What if you want to split up your dialogue and put your speech tag in the middle? There are two ways to do this. The first is to add in your speech tag between two complete thoughts. You will add your punctuation and close the quotation where you want to insert your speech tag. At the end of the tag, add a period. Now, continue your dialogue with new quotation marks and capitalize the sentence. Like so:
“We’re all stories, in the end,” the Doctor said. “Just make it a good one, eh?”
The second way is similar to the first, except you will be adding a speech tag in the middle of a thought. This means instead of putting a period after ‘said’ you will put a comma, and instead of capitalizing the first word of the next part of dialogue you will make it lowercase:
“Come on, Rory! It isn’t rocket science,” the Doctor said, “it’s just quantum physics!”
Dashes and Ellipses
When using a dash or ellipses to end a line of dialogue, treat it like you would a comma. You can add a speech tag at the end if you like, but don’t use a comma after the dash or ellipses.
“You don’t want to take over the universe…” the Doctor said.
“You don’t want to take over the universe–” the Doctor said.
“You don’t want to take over the universe…,” the Doctor said.

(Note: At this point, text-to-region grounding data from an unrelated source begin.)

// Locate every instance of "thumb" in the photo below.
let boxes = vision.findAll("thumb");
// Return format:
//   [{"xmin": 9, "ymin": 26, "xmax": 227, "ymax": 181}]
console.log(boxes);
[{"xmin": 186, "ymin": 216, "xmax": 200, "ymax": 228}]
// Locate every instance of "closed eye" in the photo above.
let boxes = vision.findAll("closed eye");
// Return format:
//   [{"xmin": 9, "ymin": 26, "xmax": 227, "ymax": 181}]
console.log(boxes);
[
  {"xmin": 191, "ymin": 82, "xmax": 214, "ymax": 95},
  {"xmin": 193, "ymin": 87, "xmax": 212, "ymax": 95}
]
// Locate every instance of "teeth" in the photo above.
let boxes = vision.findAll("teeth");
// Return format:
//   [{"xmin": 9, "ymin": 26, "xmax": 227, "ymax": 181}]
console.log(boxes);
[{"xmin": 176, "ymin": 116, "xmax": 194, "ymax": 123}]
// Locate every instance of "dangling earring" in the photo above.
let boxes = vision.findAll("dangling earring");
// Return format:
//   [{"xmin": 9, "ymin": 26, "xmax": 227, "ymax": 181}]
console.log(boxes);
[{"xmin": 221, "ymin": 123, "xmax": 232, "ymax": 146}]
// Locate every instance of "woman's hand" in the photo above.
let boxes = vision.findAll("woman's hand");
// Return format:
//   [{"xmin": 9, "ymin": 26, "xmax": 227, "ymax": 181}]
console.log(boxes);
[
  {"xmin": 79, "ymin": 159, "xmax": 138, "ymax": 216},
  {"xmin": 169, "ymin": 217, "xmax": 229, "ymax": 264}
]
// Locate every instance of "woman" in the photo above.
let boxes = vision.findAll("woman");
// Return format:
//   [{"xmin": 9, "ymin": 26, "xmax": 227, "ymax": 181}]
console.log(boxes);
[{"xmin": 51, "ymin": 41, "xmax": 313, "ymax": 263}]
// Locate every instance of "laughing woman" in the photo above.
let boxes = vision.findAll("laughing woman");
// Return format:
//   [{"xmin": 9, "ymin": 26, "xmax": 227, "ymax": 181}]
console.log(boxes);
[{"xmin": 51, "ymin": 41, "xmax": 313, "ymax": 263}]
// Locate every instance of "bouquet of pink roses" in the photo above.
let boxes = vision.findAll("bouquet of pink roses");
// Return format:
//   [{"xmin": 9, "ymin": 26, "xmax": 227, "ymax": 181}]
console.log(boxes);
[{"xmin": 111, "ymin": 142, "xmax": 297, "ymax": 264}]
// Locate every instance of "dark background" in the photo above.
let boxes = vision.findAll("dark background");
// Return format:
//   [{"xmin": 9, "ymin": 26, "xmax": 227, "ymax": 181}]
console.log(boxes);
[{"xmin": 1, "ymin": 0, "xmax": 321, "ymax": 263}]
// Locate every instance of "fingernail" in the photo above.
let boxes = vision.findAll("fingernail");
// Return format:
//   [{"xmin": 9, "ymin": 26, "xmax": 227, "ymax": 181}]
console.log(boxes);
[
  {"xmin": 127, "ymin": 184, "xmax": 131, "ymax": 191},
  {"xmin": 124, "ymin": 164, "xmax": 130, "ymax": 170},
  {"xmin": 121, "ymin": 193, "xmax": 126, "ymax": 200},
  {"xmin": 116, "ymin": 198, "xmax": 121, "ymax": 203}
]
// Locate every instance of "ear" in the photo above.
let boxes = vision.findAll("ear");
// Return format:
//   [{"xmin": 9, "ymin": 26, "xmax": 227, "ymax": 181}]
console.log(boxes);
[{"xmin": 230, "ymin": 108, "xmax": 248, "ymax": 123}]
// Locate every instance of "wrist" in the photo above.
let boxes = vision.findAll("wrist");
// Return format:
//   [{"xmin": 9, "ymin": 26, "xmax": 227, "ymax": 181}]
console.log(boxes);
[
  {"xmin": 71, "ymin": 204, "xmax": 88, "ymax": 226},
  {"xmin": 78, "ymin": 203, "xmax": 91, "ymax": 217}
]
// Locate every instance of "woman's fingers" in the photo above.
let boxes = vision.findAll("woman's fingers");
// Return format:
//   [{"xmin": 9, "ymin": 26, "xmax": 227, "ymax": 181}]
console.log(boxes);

“You don’t want to take over the universe–,” the Doctor said.
Paragraphs Within Dialogue
When you start a new paragraph in the middle of some dialogue, you don’t close the quotations. This is sort of confusing, so let me just show you:
“I’ll be a story in your head. That’s okay. We’re all stories in the end. Just make it a good one, eh?
“‘Cause it was, you know. It was the best. The daft old man who stole a magic box and ran away. Did I ever tell you that I stole it? Well I borrowed it. I was always going to take it back.”

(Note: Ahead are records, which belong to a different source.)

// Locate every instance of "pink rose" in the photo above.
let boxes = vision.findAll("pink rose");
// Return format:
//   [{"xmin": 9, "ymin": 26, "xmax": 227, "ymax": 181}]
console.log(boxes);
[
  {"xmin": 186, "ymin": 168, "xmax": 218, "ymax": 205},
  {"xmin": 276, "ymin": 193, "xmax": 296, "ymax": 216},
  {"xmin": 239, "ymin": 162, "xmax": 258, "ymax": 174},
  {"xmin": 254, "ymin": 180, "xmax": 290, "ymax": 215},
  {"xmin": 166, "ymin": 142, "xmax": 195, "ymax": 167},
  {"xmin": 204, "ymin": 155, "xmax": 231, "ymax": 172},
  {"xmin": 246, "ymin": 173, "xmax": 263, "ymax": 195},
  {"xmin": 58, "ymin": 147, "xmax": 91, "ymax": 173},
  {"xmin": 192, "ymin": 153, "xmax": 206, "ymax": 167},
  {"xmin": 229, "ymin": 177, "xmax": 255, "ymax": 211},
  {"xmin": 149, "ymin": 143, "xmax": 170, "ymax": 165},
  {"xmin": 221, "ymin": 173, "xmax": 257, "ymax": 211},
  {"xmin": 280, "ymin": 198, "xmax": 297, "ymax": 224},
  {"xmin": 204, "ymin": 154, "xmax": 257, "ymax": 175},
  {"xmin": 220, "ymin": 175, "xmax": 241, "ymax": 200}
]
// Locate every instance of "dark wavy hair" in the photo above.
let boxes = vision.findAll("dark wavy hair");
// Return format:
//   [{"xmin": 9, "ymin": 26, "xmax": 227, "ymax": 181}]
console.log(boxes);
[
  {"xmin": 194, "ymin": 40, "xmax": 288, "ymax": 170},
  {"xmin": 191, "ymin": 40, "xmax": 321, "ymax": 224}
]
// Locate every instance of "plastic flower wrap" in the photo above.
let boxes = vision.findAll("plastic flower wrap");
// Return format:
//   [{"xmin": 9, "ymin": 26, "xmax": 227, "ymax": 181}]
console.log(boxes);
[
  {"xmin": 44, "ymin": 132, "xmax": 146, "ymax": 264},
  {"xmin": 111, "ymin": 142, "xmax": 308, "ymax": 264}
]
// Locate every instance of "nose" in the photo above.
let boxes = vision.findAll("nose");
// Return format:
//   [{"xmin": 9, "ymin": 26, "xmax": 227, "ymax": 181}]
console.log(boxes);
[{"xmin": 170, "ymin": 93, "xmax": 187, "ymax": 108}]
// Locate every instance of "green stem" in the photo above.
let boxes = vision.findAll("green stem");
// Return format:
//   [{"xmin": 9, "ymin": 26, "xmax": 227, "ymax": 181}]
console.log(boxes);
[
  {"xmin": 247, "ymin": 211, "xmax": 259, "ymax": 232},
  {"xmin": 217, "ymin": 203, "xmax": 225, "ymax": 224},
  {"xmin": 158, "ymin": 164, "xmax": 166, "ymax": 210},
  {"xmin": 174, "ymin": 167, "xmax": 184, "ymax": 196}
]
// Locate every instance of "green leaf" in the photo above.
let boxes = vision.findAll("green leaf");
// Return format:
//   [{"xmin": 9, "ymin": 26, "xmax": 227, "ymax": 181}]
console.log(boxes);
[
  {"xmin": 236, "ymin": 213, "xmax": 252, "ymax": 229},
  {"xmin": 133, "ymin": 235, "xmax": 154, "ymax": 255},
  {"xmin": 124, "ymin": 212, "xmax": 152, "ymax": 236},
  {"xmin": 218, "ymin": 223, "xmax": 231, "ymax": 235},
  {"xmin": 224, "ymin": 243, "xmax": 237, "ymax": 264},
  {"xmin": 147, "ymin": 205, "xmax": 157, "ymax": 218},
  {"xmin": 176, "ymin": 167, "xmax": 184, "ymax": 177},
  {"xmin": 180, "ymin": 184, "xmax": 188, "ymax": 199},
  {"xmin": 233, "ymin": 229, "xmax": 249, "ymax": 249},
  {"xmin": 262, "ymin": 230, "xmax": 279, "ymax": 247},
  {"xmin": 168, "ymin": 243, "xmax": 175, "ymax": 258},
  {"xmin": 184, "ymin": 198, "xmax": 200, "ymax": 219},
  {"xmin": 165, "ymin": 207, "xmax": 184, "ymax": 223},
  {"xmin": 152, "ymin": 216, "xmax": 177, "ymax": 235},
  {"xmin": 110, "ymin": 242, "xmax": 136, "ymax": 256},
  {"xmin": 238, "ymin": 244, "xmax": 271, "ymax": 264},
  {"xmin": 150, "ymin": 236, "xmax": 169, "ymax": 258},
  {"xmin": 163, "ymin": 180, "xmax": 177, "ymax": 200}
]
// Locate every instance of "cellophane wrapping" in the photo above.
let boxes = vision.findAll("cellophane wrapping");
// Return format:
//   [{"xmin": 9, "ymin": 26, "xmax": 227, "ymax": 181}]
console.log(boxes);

See how the first paragraph of dialogue ends open, without closing the quotation? This is because your character is going to continue speaking in the next paragraph. In the new paragraph, begin with another open quotation mark. When your character has finished speaking, you close the quotations as in the end of the second paragraph.
When you have multiple characters speaking, always start a new paragraph to indicate a new speaker. If you have any descriptions of a character’s actions along with their dialogue, keep it in the same paragraph. This helps to avoid confusing the reader. You will also notice that characters’ actions can be used in place of speech tags to let the reader know who is speaking.
“You do have a plan.” Amy paused and glanced at the Doctor. “Don’t you?”
The Doctor shrugged. “No. It’s a thing, it’s like a plan but there’s more greyness.”
“You do have a plan.” Amy paused and glanced at the Doctor. “Don’t you?” The Doctor shrugged.
“No. It’s a thing, it’s like a plan but there’s more greyness.”
Dialogue can be confusing at first, but with practice it will become instinctive. I don’t even pause anymore to think about punctuation and formatting while writing. And now that you know how to handle all the tricky bits you can go forth and conquer it yourself!